There’s a program to identify biological signatures for depression that would make it possible to personalize treatment. Another program will figure out how to link the present clinical criteria for depression to neuroscience and gene research. A third focuses on developing more rapidly acting antidepressants.
That’s all fine, but funding for psychotherapy research never comes up. I have a hard time understanding why this approach to treatment – proven to be at least as effective as medication – doesn’t rate when it comes to financial support. I know that most research money comes from pharmaceutical companies and that they have no interest in psychotherapy or other non-drug treatments. Still, you would think that government funding could be spread around more evenly.
There’s a lot of concern about the high rates of relapse after initial success with antidepressants as well as concern about the many people who get little or no benefit at all from medication. Despite this mixed record, the push is always for newer, better, faster drugs, and there is always a promising new medication in the works.

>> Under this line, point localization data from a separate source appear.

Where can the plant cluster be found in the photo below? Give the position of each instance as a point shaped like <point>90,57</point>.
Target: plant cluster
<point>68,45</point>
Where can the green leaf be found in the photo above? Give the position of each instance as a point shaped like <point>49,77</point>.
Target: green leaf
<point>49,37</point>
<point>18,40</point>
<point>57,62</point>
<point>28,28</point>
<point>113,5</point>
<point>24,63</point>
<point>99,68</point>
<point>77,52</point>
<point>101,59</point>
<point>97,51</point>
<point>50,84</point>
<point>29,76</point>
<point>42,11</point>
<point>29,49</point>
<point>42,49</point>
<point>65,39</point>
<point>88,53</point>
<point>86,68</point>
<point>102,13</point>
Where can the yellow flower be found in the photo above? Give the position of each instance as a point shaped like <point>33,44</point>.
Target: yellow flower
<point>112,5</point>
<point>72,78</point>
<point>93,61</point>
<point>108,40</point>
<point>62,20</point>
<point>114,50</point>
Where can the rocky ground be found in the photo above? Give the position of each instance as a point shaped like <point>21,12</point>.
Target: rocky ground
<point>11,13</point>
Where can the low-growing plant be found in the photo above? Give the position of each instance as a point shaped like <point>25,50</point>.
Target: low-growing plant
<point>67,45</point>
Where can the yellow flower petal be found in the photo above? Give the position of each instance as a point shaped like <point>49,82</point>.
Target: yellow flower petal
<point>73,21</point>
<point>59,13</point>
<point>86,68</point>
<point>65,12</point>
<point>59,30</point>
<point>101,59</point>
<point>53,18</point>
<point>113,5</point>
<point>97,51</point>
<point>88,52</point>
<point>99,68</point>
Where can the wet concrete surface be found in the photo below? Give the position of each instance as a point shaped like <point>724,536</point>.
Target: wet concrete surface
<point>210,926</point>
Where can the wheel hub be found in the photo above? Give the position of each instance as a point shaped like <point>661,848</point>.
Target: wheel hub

I doubt this situation will change anytime soon. All the more reason for those of us who get no help from antidepressants to keep trying other methods. They may not be considered evidence-based, but that’s partly because researchers don’t spend time or money trying to figure out how effective they are – or how to improve them.
I hope you’ve had better luck than I have with antidepressants. Have they worked for you? Do you consider them the mainstay of your treatment?